Tiffany Co. and LVMH’s nightmare engagement — from happily engaged to court room battles and now back to “happily” married
Marrying for money doesn’t often end up well but Tiffany and LVMH learned that the hard way. Tiffany and LVMH go from happily engaged, to courtroom battles in under a year and now they’re looking to work things out.
A look at Tiffany and LVMH’s history
Back in Nov. 2019, LVMH, the owner of luxury brands including Louis Vuitton, Fendi and Celine, agreed to acquire Tiffany & Co. — the US jewelry retailer.
The honeymoon period ended shortly after a global pandemic sent Tiffany’s sales down nearly 50%. In Sept. 2020, LVMH walked away from the deal and Tiffany sued back.
And now, the two are in talks again to smooth out their problems — by lowering the purchase price. LVMH initially agreed to a price of $135/share but the two are now looking at a price of $131.5.
But hey, what’s a couple dollars right? ~$420m in savings for LVMH, that’s the difference, according to Financial Times.
COVID got you feeling down? Try some shopping therapy
Fashion capitals: Paris, Rome and Milan were hit hard during the beginning of COVID — where Chinese tourists accounted for two-thirds of European luxury sales. However, stronger than expected Chinese demand and a focus on online channels became a bright spot in the luxury sector.

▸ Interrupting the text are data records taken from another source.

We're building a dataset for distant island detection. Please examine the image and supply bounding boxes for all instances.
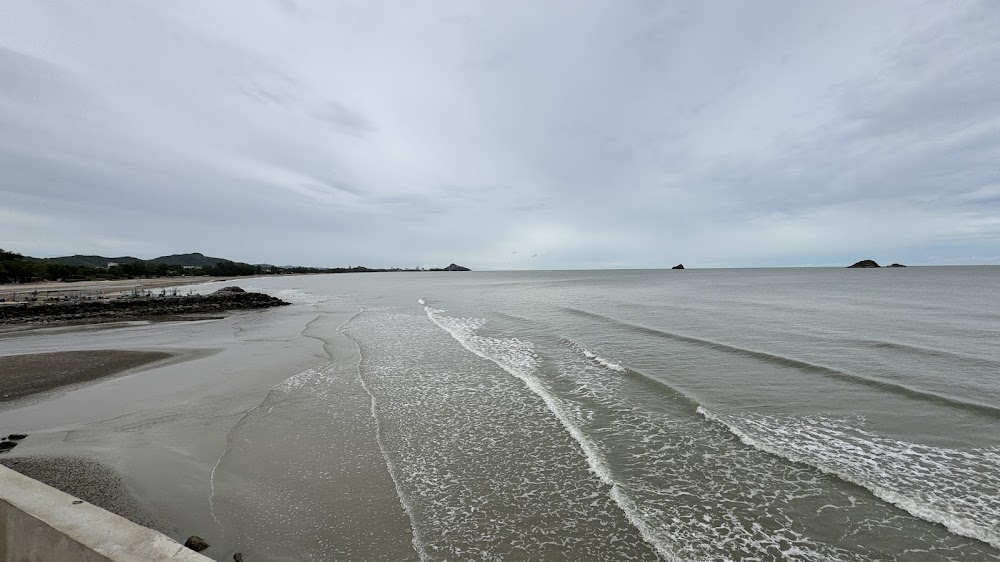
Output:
[0,249,471,283]
[847,260,906,269]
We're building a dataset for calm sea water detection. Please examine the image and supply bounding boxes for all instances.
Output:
[229,267,1000,560]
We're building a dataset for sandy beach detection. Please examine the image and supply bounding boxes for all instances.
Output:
[0,279,415,560]
[0,349,174,402]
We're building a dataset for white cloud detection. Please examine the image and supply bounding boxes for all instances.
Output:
[0,0,1000,268]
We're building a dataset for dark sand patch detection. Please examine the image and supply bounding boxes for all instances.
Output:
[0,456,170,535]
[0,349,175,402]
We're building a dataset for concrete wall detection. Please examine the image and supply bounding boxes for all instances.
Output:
[0,466,211,562]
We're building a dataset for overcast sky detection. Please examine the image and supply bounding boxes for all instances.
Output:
[0,0,1000,269]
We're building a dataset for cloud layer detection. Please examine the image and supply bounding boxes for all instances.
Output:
[0,0,1000,269]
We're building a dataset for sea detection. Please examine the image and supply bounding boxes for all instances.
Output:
[0,266,1000,561]
[205,266,1000,561]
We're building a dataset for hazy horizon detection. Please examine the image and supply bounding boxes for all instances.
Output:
[0,0,1000,270]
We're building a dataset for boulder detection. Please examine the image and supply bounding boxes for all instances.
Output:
[184,535,209,552]
[212,285,246,295]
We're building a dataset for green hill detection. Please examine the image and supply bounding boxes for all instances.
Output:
[32,255,142,267]
[147,252,233,267]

The traditional thought was that luxury needed the lavish in-store customer experience but e-commerce is proving that wrong.
- E-commerce has become a critical sales channel for luxury brands — Hermès’ online sales doubled to 13% of its total sales, more than any of its flagship stores.
- Chinese demand for luxury is still strong in Asia, whose economic activity has largely recovered. Despite a pandemic, many of the largest luxury brands (Prada, Dior and Gucci) had actually seen sales growth in China.
Money talks… A strong rebound in luxury sales during the third quarter may have changed LVMH’s mind.
Competitors, Hermès and Kering, reported third-quarter earnings in Oct. that exceeded analysts’ expectations and signaled a recovery in the sector. Hermès reported a 7% third-quarter sales growth — compared to a 41% drop in the second quarter.
Tiffany won’t be reporting third-quarter earnings until December but it expects to report sales to show a significant recovery — with sales down less than 10% from the same time last year.
For investors… Tiffany settles for a smaller ring
Tiffany investors, breathe a sigh of relief. The new price tag may not be the best outcome but it’s still more than a 45% increase from where Tiffany’s stock was trading before the acquisition. It’s a much better outcome than being stuck in an expensive legal battle with one of the largest luxury retailers in Europe.